Since evaluation systems are trained with machine learning algorithms, the classification accuracy depends on the amount of training data for machine learning and the parameter setting of machine learning. It is generally supposed that the classification accuracy will be improved when the larger amount of training data is used. As it is difficult to prepare the large amount of L2 learner sentence data, we used machine translation sentences as an alternative data following Lee et al. (2007) and Kotani et al. (2009). As for the parameter setting, we adjusted parameter setting, and chose proper setting unlike Kotani et al. (2009).

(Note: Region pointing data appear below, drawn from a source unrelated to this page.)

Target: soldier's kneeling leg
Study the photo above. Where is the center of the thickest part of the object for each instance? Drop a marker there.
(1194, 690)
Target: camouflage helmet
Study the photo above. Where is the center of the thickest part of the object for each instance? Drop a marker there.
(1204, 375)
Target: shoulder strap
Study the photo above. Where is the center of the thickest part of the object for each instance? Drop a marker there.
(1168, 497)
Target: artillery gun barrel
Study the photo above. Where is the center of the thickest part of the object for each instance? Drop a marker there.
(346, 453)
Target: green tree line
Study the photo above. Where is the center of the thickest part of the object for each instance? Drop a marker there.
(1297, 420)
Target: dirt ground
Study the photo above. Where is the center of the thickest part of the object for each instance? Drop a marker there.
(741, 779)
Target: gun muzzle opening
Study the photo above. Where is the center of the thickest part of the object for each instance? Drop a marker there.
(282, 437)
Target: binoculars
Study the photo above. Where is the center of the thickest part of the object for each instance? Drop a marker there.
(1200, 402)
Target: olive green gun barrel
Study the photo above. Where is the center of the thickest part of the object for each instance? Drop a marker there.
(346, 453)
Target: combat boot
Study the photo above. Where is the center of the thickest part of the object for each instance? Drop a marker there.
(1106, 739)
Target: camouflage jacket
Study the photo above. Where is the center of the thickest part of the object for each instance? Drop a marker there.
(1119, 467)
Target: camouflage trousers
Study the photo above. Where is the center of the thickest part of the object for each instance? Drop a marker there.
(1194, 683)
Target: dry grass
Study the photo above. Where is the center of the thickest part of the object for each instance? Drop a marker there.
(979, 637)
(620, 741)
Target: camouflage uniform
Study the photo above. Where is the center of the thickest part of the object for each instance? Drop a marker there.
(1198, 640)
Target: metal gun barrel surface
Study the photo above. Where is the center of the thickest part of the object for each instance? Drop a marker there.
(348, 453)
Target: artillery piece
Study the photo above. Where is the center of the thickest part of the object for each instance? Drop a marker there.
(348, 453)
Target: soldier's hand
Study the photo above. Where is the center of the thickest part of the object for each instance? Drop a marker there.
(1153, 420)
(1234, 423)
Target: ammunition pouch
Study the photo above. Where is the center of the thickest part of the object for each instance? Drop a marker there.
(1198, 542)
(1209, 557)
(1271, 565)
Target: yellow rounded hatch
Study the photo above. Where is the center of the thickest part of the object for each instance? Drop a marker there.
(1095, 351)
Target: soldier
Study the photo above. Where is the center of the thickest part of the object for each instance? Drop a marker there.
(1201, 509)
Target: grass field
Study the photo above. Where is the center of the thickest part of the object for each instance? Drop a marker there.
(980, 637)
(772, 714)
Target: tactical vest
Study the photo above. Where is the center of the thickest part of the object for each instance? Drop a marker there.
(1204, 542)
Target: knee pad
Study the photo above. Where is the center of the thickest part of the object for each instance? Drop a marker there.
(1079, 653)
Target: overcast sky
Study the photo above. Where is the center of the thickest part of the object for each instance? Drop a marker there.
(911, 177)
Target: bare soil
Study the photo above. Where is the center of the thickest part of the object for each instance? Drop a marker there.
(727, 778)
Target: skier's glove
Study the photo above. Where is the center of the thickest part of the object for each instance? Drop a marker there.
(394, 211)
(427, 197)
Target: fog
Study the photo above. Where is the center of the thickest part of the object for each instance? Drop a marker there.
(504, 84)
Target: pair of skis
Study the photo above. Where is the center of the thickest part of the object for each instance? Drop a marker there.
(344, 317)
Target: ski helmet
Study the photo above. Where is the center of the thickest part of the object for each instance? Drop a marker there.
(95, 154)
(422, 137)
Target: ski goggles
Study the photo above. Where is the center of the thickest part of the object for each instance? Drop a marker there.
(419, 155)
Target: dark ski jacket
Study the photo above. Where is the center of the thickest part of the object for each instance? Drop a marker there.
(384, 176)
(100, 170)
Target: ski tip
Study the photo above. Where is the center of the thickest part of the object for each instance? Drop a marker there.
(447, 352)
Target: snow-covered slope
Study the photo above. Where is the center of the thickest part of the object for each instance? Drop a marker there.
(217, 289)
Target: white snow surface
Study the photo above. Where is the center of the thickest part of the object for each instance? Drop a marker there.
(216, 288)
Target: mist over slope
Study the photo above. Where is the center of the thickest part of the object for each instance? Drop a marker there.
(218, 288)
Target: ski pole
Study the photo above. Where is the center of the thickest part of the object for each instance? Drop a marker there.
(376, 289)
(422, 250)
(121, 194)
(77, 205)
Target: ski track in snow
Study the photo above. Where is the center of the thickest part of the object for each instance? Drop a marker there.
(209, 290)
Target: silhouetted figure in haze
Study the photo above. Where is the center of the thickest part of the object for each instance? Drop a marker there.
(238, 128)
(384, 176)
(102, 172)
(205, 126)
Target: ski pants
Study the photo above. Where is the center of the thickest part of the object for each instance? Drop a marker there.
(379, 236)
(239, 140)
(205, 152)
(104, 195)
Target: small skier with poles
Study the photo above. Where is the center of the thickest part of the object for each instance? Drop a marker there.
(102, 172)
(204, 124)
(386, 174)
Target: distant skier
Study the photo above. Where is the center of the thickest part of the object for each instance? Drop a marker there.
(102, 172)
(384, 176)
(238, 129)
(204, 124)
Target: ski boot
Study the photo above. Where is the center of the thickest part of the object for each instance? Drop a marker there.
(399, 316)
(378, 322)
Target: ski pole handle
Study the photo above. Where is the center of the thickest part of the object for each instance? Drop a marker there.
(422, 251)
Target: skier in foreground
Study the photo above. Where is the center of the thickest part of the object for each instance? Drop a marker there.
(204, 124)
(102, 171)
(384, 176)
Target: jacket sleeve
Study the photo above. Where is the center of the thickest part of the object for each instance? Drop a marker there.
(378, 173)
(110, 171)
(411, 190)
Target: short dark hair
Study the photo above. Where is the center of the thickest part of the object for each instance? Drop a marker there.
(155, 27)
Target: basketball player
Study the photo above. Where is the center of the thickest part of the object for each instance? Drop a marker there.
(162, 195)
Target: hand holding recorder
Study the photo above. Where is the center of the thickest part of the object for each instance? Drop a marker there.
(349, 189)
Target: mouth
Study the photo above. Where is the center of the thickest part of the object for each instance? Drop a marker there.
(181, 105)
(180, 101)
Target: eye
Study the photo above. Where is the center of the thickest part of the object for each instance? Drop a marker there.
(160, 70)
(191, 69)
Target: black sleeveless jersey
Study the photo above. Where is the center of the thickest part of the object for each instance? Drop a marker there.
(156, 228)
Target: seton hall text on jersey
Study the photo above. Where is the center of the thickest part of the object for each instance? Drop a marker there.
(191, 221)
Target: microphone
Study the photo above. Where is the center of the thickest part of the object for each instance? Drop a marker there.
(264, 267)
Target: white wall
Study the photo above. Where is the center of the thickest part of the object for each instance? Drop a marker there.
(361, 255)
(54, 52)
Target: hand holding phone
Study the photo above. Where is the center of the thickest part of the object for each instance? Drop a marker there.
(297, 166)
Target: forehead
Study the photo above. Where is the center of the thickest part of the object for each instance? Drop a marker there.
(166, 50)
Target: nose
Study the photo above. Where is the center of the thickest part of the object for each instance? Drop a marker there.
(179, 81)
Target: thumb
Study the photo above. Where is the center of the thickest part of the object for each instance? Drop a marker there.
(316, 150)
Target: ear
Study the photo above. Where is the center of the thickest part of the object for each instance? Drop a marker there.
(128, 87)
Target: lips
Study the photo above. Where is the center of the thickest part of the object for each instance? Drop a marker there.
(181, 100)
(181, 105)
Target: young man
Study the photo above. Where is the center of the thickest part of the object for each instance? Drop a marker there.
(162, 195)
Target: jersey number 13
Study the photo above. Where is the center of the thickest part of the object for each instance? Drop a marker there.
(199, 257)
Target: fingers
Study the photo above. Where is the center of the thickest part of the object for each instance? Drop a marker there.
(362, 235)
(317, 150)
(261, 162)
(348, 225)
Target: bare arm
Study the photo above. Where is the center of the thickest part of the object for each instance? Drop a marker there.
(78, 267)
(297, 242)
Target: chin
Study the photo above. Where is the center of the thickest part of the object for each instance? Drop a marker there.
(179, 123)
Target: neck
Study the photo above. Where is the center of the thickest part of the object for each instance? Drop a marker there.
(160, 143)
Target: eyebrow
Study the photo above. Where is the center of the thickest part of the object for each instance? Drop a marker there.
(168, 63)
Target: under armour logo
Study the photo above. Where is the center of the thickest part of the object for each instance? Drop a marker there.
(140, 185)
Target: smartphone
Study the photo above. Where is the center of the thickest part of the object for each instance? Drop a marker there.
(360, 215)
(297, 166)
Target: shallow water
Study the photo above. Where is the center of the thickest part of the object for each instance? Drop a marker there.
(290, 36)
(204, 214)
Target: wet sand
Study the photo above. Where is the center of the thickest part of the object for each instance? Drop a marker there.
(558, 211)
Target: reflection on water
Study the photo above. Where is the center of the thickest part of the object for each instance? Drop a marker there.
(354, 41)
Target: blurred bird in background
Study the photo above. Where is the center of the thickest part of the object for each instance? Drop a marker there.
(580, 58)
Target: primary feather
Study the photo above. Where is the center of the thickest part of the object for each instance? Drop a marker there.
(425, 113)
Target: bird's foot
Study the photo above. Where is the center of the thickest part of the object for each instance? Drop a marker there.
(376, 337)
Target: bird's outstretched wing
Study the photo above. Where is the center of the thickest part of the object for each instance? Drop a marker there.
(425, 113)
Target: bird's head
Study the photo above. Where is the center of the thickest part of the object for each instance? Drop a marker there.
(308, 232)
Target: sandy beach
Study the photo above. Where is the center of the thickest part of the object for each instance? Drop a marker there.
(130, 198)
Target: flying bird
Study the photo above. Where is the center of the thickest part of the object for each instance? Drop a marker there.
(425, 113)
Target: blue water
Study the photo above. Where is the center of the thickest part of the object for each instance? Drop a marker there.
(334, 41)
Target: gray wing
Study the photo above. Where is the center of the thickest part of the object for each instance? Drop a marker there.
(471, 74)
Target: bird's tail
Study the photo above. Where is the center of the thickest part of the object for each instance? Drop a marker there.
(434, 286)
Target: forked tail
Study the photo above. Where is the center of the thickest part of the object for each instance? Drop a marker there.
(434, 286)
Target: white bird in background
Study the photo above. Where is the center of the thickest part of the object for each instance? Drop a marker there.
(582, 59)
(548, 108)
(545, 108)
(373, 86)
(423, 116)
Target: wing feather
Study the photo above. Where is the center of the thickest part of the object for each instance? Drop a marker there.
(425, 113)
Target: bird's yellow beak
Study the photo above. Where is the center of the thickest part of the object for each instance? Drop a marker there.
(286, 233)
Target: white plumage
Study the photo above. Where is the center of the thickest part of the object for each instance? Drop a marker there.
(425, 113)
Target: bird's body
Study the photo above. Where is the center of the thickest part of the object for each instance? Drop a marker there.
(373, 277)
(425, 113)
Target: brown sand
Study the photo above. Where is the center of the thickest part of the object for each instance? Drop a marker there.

In this paper, we assessed the validity of our evaluation system for L2 writing. First, we examined whether or not our evaluation system yields high classification accuracy. Even though our evaluation system used machine translation sentences as training data, our system marked relatively high classification accuracy (90.7%).
Secondly, we examined whether the rate of native-speaker-like sentences would increase for sentences written by advanced learners. This examination revealed that our evaluation system provided proper evaluation results. Although Lee et al. (2007) examined the classification accuracy of their evaluation system, they did not examine whether their system showed the tendency that the rate of native speaker-like sentences would increase for proficiency learners.
Finally, we compared our evaluation system with a system based on the evaluation system of Lee et al. (2007). Our evaluation system and the system of Lee et al. (2007) used different linguistic properties for examining native speaker-likeness of L2 learner sentences. The experimental result showed that our evaluation system marked a higher classification accuracy than that of a system based on linguistic properties proposed by Lee et al. (2007).
These results showed that (i) our evaluation system could properly classify L2 learner sentences either into native speaker-like sentences or into non-native speaker-like sentences, and that (ii) our evaluation system could identify the fluency of L2 learner sentences. Hence, our evaluation system should be valid as an evaluation system for L2 writing.